According to IDC Mobility Research [1], the total shipments of smartphones and tablet computers had reached 1.84 billion in 2016. Among these devices, 81.2% of them are running on Android OS. Due to the openness of Android OS, Android-based devices are the major target of malwares. According to the investigations of third parties, the number of discovered Android malwares increased around 750,000 in Q1/2017, and about 3.5 million new malwares may be shared by various malware providers by the end of 2017 [2]. Meanwhile, many rogue companies keep developing Android Applications (Apps) that can perform malicious actions such as stealing credit card information [3]. Therefore, the detection of Android malwares has been a critical task in mobile security for both the consumers and service providers.

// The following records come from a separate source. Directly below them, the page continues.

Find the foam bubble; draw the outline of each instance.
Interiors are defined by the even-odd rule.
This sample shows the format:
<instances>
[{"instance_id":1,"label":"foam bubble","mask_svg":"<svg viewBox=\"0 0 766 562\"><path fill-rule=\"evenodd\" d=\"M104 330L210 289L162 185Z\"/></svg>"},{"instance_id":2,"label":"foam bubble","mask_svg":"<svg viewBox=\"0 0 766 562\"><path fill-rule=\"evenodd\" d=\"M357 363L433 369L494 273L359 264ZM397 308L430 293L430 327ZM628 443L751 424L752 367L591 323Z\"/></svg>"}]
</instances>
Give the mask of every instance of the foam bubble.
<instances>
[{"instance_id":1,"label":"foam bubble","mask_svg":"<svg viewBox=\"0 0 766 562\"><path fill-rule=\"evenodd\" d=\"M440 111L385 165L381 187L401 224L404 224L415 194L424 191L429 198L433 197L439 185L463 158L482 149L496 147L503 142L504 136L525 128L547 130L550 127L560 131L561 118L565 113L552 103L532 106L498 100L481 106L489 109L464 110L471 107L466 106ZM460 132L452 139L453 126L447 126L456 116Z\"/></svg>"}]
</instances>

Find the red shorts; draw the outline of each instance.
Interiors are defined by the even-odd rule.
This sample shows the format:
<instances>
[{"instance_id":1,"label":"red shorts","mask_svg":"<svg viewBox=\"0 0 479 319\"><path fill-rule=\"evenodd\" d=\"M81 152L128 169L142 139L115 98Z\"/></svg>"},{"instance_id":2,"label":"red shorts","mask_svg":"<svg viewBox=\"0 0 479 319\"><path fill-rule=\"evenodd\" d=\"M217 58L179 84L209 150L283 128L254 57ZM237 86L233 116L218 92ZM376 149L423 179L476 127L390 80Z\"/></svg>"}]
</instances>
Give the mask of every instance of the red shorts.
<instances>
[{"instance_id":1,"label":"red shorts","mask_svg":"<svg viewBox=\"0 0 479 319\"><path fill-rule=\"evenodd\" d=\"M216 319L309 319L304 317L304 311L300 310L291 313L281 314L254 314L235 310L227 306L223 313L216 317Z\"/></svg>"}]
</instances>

Given this serious threat, the Google Play App Store performs security scans on every submitted App. Unfortunately, this safety mechanism is not as effective as expected, and the market has not blocked the malware delivering. Besides, many third-party App markets without any supervision also provide conveniences for attackers to spread their malwares. Consequently, the Android malwares are constantly evolving.

As the Android Apps are always shared and downloaded with cloud service providers, cloud-based Android malware detection will be used by cloud management to improve the service qualities. A typical malware detection cloud service is shown in Figure 1. The cloud can work as file-sharing services which use software tools and machine-learning techniques to detect the Android malwares. The uploading and delivering process of Apps can be realized with common frameworks of file-sharing cloud, and the main issue of the malware-detecting cloud is how to complete accurate malware detection with high efficiency.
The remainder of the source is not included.